Cohen invested in Arianna Simpson’s cryptocurrency hedge fund, Autonomous Partners, via his private equity firm Cohen Private Ventures, according to Bloomberg’s anonymous source.
Point72 Asset Management, whose most recent portfolio value is almost $24 billion, is headed by Andrew B. Cohen, who is also the Managing Director of Cohen Private Ventures.
Simpson founded Autonomous Partners in December 2017. In an interview with Fortune on July 12, she said that the fund has already secured “funding in the low eight digits” from VC and private equity firm Union Square Ventures, Coinbase CEO Brian Armstrong, and former PayPal COO and Craft Ventures co-founder David Sacks.
Simpson emphasized that the fund seeks investments from partners that “can be very much value-add beyond their capital.”
As Fortune reports, a low percentage of Autonomous Partners is devoted to major cryptocurrencies such as Bitcoin (BTC) and Ethereum (ETH). The fund is mostly focused on crypto infrastructure projects, anonymity-oriented altcoins, and crypto companies that tackle scalability issues. The fund has also invested in OX, a protocol for decentralized crypto exchanges.

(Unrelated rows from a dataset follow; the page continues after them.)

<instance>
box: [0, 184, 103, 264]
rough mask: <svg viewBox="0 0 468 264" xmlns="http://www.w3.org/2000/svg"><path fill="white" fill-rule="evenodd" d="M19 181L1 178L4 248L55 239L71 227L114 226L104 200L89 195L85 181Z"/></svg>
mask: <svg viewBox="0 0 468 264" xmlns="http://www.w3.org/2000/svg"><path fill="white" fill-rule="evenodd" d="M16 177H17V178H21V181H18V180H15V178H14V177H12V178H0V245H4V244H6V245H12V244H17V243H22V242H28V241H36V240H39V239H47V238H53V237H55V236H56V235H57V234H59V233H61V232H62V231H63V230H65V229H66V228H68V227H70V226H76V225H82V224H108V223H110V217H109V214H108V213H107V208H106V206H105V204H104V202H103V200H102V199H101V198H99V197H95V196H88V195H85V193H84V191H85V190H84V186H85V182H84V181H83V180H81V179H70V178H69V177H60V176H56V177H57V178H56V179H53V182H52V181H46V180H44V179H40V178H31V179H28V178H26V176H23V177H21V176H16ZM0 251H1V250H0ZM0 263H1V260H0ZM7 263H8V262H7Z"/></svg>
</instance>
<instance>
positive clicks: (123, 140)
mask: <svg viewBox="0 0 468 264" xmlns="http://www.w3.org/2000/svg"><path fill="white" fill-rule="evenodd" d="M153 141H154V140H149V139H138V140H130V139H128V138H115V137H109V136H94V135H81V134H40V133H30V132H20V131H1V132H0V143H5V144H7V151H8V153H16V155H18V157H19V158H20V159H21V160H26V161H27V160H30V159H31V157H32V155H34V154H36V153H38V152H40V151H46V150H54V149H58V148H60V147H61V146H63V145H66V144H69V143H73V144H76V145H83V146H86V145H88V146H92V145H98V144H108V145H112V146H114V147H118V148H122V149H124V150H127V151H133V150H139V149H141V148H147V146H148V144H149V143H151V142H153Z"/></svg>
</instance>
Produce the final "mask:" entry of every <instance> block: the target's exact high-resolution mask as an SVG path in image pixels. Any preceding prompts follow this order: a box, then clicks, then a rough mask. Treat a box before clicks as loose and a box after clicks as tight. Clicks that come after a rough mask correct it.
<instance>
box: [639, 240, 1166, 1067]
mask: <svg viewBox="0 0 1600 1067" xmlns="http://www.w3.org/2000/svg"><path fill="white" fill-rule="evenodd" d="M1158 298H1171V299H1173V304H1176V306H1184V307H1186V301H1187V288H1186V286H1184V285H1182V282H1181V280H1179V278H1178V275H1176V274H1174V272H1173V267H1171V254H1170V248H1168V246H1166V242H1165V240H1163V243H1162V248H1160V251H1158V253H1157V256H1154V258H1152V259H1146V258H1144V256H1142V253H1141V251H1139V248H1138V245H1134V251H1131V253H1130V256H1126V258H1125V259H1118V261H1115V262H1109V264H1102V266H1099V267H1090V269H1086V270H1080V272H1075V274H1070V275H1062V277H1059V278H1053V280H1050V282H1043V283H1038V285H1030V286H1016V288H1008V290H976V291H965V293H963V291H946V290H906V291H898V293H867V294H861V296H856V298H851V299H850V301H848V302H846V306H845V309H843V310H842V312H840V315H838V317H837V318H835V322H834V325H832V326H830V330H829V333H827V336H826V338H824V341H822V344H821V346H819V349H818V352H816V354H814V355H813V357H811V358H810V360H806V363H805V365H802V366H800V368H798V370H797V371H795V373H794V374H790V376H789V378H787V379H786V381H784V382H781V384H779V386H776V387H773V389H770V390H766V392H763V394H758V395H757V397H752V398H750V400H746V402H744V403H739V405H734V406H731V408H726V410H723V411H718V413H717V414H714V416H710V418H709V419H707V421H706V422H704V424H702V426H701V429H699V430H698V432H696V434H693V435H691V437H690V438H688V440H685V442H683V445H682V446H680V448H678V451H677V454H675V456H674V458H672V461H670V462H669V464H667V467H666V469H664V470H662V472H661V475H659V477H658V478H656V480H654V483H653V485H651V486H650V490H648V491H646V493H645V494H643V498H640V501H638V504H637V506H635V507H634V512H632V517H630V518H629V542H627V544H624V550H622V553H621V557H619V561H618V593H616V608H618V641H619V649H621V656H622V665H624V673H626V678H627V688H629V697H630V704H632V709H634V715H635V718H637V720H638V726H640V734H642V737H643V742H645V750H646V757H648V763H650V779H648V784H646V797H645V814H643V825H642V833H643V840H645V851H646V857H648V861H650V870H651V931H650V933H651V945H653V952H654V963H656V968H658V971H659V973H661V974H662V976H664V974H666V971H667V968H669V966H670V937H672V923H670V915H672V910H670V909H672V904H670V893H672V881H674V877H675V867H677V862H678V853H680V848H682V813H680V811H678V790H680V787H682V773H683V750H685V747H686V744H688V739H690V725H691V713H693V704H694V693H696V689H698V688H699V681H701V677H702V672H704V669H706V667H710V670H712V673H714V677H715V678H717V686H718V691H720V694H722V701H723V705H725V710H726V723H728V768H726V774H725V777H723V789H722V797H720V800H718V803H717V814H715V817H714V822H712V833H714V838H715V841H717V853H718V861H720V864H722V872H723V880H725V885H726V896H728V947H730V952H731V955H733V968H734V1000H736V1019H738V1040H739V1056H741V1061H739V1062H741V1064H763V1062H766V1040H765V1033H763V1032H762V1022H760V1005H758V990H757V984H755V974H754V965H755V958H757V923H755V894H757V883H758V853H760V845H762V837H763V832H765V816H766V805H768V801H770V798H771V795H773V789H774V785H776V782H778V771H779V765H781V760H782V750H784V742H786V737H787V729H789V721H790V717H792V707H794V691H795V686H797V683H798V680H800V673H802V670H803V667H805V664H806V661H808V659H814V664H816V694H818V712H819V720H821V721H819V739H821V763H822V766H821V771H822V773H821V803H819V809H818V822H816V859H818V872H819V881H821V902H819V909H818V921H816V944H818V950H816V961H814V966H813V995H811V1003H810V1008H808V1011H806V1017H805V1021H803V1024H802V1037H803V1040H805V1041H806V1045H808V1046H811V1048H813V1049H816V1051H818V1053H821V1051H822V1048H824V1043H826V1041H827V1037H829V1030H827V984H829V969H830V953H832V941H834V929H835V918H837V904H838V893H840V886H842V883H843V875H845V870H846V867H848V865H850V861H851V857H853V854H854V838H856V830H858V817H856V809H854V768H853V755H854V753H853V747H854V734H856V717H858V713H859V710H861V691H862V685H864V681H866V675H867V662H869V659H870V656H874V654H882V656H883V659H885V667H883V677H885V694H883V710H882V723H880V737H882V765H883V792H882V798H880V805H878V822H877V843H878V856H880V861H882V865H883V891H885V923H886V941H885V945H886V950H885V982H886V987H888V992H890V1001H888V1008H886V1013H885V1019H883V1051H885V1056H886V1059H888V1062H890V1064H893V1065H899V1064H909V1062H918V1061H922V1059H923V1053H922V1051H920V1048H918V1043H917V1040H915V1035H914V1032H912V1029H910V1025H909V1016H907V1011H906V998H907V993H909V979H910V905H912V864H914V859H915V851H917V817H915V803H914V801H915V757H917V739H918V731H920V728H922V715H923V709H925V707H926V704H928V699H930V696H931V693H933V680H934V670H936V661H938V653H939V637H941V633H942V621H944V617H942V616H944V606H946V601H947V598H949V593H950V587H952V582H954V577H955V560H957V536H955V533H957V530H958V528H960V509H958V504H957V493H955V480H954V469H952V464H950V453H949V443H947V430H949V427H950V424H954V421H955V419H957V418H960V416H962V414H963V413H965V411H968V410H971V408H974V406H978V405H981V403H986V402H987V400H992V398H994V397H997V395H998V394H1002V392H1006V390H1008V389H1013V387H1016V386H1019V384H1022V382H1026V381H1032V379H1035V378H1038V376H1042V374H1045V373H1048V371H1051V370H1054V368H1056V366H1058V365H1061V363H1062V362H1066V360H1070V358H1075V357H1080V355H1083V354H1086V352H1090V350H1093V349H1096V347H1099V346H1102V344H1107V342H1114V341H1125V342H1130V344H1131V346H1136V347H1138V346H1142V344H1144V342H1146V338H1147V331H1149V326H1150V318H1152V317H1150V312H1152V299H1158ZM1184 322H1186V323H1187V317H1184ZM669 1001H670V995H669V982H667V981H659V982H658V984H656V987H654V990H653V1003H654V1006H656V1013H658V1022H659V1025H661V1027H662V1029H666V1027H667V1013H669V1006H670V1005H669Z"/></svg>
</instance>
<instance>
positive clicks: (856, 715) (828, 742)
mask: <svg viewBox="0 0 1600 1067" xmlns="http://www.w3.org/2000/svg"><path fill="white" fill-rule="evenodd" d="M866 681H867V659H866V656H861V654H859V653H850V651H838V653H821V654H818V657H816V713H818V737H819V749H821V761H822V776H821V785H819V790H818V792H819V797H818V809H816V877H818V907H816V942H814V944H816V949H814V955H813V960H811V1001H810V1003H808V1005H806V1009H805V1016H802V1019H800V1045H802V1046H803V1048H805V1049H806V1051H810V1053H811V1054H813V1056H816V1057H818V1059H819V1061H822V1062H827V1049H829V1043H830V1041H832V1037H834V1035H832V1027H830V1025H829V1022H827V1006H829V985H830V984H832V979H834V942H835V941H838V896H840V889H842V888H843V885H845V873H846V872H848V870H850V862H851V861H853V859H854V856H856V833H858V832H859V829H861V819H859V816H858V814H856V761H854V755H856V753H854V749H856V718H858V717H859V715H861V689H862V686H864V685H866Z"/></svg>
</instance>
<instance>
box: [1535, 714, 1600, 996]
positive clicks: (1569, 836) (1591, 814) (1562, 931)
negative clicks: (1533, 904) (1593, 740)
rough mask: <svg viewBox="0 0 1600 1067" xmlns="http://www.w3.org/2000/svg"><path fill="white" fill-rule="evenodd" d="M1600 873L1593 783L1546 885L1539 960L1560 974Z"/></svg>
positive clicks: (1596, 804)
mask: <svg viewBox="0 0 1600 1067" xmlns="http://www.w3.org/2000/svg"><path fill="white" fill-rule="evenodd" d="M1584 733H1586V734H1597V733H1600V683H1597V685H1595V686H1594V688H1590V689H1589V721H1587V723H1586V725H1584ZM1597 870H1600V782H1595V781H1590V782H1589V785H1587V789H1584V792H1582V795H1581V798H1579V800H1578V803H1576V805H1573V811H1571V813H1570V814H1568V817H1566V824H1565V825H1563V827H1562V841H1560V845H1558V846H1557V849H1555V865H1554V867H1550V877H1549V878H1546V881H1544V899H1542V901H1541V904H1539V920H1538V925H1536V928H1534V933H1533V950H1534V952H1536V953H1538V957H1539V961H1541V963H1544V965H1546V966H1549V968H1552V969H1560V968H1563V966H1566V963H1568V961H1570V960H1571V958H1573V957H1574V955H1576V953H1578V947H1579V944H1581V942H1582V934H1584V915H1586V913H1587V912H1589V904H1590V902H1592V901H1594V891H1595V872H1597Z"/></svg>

Simpson told Fortune that her fund has held off from investing in Ripple (XRP) pending clarification from U.S. regulators as to whether XRP will be classified as a security. She added that she “think[s] the whole space is still waiting for a bit more clarity.”
According to data from Autonomous Research, the number of crypto-focused funds was estimated at 251 as of April 2018, 175 of which were opened in 2017. In 2018, only 26 more funds have been established, signalling a possible downtrend in momentum.
As Cointelegraph reported April 3, various sources from the crypto space have warned that 10 percent of crypto funds could potentially be forced to close in 2018, allegedly due to the negative impact of regulatory uncertainty.
In March, news of a U.S. Securities and Exchange Commission (SEC) probe into up to 100 crypto-related hedge funds indicated increasing scrutiny of their activities.